In Yongchu 3 Grand Commandant Zhang Yu nominated Lang for the imperial academy; the summons reached the public carriage office the day Lang died, aged eighty-four.
54
論曰:左丘明有言:「仁人之言,其利博哉! 」晏子一言,齊侯省刑。 若鍾離意之就格請過,寒朗之廷爭冤獄,篤矣乎,仁者之情也! 夫正直本於忠誠則不詭,本於諫爭則絞切。 彼二子之所本得乎天,故言信而志行也。
Appreciation: Zuo Qiuming said, "The words of a humane man spread wide benefit! One word from Yan Ying moved the duke of Qi to ease punishments. Think of Zhongli Yi offering his back for the cane and Han Lang pleading innocent lives in court—how deep runs that humane spirit! Uprightness rooted in loyalty is never false; rooted in remonstrance it cuts sharp. Those two drew their courage from heaven itself—so their words rang true and their resolve held.
55
贊曰:伯魚、子阿,矯急去苛。 臨官以潔,匡帝以奢。 宋均達政,禁此妖禜。 禽蟲畏德,子民請病。 意明尊尊,割恩蕃屏。 惵惵楚黎,寒君為命。

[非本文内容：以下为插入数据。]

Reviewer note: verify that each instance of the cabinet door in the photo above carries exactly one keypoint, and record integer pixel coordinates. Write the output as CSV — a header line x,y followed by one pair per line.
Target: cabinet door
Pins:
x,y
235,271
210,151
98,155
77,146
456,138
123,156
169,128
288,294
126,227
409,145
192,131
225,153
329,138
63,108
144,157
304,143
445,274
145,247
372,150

Encomium: Boyu and Zi'e—stern men who swept away cruelty. They ruled with purity and checked an extravagant throne. Song Jun grasped governance and stamped out occult cults. Beasts and insects felt his virtue; the people prayed when he fell ill. Yi upheld rank and severed favor to send princes to their fiefs. The trembling people of Chu owed Han Lang their lives.